Drawing further from the first reading, the Pope spoke of the hindrance to Christian witness caused by a lack of unity. "Living Lent in a more intense and evident ecclesial communion, overcoming individualism and rivalry, is a humble and precious sign for those who are far from the faith or indifferent," he suggested.
Echoing St. Paul's exhortations, Benedict spoke of the importance of avoiding omission and inaction. "The word 'now' repeated several times [in the Letter to the Corinthians] says that we cannot let this time pass us by, it is offered to us as a unique opportunity," he said.

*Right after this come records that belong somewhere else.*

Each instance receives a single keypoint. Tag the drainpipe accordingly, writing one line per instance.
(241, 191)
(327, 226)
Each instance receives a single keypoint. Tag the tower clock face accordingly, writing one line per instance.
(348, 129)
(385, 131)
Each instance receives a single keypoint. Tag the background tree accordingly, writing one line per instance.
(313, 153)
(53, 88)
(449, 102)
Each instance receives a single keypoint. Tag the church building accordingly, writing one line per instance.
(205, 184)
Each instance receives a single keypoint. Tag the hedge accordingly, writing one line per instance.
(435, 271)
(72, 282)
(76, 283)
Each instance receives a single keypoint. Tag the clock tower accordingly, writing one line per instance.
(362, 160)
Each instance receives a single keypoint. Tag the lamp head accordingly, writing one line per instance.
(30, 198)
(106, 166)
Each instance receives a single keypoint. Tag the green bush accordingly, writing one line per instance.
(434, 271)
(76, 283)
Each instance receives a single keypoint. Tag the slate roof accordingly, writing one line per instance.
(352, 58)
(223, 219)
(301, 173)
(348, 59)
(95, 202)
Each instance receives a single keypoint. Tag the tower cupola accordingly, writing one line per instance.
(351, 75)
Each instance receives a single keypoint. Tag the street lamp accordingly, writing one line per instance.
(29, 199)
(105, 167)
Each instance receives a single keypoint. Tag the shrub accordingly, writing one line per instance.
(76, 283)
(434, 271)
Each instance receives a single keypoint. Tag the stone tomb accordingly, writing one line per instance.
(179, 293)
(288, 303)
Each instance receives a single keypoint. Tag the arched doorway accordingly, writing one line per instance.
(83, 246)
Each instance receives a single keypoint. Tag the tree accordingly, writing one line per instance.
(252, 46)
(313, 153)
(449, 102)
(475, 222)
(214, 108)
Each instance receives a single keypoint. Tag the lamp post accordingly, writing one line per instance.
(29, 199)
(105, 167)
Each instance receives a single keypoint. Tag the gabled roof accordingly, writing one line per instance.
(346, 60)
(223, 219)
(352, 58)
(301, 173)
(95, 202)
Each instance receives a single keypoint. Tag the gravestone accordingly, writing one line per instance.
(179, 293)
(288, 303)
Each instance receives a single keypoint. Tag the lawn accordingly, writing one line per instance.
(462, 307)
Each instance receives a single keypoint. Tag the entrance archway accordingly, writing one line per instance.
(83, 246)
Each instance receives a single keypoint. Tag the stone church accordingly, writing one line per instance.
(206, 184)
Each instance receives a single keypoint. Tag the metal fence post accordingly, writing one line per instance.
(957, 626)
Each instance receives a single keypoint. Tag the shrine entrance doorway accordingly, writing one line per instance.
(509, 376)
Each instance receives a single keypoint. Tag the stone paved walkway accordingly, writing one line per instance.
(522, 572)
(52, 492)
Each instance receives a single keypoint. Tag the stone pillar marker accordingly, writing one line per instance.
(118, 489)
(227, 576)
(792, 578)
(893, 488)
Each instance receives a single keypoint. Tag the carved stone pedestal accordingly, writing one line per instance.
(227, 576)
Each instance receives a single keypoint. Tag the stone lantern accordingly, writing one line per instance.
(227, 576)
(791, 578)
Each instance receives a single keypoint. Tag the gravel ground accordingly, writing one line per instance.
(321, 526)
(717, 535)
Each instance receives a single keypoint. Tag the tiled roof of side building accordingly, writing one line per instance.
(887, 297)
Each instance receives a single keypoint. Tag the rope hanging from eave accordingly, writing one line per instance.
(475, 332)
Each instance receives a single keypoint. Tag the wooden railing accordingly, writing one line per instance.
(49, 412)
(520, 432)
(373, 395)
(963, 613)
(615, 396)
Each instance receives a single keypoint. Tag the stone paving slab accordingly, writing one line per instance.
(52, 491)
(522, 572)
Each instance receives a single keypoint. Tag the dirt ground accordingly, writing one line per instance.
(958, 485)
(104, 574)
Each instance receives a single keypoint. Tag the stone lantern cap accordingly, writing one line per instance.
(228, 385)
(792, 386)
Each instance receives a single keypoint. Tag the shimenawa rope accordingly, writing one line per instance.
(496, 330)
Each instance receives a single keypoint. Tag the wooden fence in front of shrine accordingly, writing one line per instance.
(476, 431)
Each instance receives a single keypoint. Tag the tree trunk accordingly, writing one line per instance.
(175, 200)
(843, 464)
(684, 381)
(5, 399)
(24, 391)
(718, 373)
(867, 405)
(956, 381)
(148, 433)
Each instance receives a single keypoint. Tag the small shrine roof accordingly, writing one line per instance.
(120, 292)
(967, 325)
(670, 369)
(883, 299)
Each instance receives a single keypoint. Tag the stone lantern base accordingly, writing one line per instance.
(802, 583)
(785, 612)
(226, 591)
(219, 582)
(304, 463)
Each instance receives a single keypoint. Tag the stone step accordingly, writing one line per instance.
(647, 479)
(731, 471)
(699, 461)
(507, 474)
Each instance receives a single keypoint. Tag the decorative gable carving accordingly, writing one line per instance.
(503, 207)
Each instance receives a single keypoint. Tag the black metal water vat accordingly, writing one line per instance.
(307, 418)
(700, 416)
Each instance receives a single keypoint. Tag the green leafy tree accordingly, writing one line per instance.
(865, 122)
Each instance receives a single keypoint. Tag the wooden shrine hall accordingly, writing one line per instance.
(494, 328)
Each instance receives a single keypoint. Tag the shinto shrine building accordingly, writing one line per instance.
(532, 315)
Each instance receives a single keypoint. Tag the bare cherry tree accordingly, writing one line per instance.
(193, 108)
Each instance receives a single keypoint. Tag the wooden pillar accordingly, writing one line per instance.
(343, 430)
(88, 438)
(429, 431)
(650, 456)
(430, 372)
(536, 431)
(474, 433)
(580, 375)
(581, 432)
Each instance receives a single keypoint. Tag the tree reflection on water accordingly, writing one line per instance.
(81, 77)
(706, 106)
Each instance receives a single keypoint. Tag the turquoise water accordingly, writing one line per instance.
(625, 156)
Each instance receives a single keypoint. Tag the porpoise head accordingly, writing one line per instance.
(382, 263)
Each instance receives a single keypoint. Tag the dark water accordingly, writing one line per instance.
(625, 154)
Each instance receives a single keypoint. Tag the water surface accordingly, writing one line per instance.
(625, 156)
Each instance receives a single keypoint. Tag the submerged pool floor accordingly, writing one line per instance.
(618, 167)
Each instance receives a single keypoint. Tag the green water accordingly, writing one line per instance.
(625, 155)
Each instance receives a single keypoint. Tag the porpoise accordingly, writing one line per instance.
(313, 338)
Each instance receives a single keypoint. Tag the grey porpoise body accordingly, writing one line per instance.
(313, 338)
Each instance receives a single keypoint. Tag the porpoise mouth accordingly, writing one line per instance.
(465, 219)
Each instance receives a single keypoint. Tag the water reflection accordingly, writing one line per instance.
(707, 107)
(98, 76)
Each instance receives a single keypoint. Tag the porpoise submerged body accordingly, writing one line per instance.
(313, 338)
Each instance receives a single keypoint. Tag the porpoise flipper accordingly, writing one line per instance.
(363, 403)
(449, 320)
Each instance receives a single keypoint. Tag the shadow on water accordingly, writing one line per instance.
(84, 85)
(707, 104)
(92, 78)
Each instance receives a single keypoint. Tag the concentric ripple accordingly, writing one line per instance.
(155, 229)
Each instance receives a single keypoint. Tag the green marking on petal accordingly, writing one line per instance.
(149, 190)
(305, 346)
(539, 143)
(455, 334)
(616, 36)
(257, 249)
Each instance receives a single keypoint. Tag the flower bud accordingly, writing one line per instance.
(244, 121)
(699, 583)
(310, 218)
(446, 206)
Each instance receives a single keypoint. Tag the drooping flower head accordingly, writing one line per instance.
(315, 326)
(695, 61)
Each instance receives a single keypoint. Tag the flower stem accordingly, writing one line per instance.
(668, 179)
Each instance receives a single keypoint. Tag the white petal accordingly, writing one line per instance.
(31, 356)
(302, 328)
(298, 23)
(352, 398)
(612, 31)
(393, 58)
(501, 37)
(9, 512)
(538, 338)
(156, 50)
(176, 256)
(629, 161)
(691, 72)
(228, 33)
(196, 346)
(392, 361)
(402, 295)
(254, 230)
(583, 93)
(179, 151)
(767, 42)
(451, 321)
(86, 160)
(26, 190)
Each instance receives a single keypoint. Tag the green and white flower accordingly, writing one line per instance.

"The reconciliation offered to us has cost a high price, that of the cross raised on Golgotha, on which was hung the Son of God made man. In this immersion of God in human suffering and in the abyss of evil lies the root of our justification," the Pope continued. "The 'return to God with all your heart' in our Lenten journey passes through the cross, following Christ on the road to Calvary, the total gift of self." Lent is also, he added, a time to be "characterized by a more careful and assiduous listening to the Word of God, the light that illuminates our steps."
Turning then to the Gospel, the Pope spoke of the threefold Lenten itinerary: almsgiving, prayer and fasting.
"Jesus," he said, "emphasizes that it is both the quality and the truth of the relationship with God that determines the authenticity of each religious gesture. For this reason He denounces religious hypocrisy, the behavior that wants to be seen, attitudes seeking applause and approval. The true disciple does not serve himself or the 'public,' but his Lord, in simplicity and generosity."
The Pontiff said that Christian witness will always be more effective, "the less we seek our own glory, and we will know that the reward of the righteous is God himself, being united to Him, here below, on the journey of faith, and, at the end of life, in the peace and light of coming face to face with Him forever."